The almost religious belief with which its propagators — including ‘Nobel prize’ winners like Duflo, Banerjee and Kremer — portray it, cannot hide the fact that RCTs cannot be taken for granted to give generalizable results. That something works somewhere is no warranty for us to believe it works for us here or that it generally works. Whether an RCT is externally valid or not, is never a question of study design. What ‘works’ is always a question of context.
Leaning on an interventionist approach often means that instead of posing interesting questions on a social level, the focus is on individuals. Instead of asking about structural socio-economic factors behind, e.g., gender or racial discrimination, the focus is on the choices individuals make. Duflo et consortes want to give up on ‘big ideas’ like political economy and institutional reform and instead solve more manageable problems ‘the way plumbers do.’
Yours truly is far from sure that is the right way to move economics forward and make it a relevant and realist science. The ‘identification problem’ is certainly more manageable in plumbing, but we should never forget that clinical trials and medical studies have another dimensionality and heterogeneity than what we encounter in most social and economic contexts.
A plumber can fix minor leaks in your system, but if the whole system is rotten, something more than good old-fashioned plumbing is needed. The big social and economic problems we face today will not be solved by plumbers performing interventions or manipulations in the form of RCTs.
The present RCT idolatry is dangerous.
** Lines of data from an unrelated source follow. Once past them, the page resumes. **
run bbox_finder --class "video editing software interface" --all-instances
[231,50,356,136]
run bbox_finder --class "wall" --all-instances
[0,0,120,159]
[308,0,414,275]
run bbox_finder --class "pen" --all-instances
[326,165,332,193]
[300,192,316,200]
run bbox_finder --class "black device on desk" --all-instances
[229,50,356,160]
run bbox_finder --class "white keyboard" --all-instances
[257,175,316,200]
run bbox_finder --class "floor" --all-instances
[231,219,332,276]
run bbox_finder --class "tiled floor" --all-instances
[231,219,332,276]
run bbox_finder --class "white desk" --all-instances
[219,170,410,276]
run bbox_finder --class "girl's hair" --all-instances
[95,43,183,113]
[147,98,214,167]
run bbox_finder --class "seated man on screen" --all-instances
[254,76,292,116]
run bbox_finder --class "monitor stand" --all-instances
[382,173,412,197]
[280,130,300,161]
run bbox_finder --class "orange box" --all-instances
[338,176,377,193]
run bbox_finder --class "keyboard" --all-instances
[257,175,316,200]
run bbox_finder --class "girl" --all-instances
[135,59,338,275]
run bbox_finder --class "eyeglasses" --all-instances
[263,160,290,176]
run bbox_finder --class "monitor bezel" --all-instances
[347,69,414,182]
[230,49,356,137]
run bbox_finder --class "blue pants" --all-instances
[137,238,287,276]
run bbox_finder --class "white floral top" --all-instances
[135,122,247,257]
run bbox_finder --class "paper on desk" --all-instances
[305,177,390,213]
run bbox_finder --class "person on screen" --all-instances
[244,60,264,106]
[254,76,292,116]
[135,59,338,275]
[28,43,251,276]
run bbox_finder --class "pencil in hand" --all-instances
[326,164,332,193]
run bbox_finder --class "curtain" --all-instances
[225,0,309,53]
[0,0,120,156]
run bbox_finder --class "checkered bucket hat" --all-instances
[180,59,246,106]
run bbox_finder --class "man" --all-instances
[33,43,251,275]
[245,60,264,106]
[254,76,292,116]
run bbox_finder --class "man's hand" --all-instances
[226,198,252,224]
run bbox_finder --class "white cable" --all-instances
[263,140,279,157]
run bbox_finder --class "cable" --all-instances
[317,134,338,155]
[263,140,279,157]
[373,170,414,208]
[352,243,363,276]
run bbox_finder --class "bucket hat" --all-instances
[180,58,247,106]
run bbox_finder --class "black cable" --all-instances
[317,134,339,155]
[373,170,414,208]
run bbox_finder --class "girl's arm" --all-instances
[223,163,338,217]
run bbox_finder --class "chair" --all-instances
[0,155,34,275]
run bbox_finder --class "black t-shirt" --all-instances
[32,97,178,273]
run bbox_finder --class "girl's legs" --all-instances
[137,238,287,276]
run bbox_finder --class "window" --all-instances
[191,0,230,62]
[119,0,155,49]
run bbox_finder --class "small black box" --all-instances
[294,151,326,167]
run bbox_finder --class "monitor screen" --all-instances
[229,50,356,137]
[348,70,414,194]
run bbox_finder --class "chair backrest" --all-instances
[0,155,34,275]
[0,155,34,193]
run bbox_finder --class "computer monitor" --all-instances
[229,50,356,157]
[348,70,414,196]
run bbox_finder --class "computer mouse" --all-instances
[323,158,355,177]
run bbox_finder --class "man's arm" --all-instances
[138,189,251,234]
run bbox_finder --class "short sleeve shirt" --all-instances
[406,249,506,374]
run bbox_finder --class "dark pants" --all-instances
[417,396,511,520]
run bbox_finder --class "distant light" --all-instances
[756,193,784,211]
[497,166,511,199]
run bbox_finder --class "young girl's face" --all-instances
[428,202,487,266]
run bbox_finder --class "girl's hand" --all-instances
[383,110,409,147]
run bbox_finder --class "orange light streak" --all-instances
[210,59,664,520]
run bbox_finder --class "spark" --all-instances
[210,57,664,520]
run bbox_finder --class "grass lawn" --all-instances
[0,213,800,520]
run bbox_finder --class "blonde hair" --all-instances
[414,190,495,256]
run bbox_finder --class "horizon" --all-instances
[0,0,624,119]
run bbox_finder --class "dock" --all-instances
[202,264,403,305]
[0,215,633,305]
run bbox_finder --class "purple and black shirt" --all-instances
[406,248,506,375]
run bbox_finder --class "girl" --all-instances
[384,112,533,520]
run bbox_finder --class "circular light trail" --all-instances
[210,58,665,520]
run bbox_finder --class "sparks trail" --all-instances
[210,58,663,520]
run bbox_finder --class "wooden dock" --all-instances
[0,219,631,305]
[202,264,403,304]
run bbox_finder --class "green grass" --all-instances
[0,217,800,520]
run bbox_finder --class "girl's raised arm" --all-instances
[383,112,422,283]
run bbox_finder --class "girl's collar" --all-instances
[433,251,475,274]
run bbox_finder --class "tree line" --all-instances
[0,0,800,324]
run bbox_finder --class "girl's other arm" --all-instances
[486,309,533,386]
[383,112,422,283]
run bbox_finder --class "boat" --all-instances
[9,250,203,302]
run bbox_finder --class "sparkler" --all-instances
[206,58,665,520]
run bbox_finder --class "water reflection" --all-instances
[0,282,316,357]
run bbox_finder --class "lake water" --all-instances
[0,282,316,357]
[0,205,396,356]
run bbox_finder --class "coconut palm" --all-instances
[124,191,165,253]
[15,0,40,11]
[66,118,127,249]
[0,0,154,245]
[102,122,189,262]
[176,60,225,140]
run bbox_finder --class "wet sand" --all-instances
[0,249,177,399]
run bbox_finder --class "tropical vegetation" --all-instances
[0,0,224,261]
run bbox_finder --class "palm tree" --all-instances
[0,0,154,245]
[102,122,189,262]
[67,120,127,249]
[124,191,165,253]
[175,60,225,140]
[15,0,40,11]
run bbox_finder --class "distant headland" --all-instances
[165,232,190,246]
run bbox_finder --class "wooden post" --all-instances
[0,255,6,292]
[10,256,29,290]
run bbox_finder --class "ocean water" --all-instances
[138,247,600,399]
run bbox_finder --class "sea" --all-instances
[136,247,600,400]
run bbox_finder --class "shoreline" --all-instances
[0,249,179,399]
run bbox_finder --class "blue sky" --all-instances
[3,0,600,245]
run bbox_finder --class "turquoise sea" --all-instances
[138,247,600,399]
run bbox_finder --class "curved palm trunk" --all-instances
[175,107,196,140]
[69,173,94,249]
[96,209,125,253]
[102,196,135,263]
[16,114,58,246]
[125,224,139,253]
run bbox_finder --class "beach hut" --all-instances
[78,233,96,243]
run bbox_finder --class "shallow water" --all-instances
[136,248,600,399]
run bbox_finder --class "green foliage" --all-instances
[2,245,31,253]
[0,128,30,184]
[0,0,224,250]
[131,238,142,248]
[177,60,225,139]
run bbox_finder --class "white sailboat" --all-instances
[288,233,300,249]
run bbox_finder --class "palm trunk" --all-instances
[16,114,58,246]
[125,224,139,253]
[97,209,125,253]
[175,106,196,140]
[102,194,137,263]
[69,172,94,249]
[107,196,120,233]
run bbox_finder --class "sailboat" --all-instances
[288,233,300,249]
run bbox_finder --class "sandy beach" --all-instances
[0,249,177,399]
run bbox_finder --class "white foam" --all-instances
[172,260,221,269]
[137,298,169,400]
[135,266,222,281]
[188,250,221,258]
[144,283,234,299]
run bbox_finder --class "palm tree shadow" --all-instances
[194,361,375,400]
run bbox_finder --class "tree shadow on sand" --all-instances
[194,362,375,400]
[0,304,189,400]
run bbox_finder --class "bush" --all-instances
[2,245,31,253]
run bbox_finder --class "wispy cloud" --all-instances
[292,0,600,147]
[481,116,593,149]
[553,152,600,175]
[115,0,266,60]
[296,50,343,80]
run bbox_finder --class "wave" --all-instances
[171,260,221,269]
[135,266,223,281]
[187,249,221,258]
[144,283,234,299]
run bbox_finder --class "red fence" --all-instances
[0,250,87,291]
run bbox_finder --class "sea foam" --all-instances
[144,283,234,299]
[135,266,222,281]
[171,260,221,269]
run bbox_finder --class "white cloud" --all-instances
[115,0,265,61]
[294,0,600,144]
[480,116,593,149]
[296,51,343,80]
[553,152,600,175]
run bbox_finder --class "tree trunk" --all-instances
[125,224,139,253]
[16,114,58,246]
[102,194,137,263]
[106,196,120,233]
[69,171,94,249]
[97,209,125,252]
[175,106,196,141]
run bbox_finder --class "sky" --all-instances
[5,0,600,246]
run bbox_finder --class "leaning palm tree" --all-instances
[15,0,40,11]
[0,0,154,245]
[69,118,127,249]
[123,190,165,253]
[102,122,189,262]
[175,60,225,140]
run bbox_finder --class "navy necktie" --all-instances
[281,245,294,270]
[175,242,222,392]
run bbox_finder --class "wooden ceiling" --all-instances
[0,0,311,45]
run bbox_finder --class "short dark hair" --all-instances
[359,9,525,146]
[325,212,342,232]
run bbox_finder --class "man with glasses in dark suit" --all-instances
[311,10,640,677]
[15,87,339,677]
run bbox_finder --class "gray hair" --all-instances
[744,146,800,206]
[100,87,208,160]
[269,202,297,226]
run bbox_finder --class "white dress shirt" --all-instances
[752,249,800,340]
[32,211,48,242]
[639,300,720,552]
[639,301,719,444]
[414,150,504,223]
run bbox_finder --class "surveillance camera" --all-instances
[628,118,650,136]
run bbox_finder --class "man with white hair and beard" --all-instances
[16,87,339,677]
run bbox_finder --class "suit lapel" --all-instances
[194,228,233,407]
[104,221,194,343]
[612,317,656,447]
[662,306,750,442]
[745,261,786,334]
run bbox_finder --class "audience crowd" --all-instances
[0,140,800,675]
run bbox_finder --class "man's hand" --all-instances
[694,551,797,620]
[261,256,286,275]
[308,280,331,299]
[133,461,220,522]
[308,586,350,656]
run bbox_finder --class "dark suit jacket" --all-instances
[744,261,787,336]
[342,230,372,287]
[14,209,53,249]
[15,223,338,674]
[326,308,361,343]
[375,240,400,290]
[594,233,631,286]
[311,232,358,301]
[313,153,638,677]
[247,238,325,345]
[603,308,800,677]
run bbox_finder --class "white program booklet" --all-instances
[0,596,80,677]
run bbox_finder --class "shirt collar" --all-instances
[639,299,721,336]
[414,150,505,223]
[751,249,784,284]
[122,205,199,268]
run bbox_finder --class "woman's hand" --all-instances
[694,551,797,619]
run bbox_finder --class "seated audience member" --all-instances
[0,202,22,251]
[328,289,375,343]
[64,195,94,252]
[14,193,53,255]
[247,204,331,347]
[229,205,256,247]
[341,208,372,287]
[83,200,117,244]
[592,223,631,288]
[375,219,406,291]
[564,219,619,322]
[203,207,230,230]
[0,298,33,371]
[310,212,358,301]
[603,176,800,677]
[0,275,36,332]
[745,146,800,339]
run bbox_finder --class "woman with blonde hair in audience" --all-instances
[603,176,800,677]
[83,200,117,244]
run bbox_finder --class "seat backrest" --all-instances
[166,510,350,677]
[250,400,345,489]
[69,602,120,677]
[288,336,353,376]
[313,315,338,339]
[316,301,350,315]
Believing randomization is the only way to achieve scientific validity blinds people to searching for and using other methods that in many contexts are better. Insisting on using only one tool often means using the wrong tool.
Randomization is not a panacea. It is not the best method for all questions and circumstances. Proponents of randomization make claims about its ability to deliver causal knowledge that is simply wrong. There are good reasons to share Deeaton’s scepticism on the now popular — and ill-informed — view that randomization is the only valid and the best method on the market. It is not.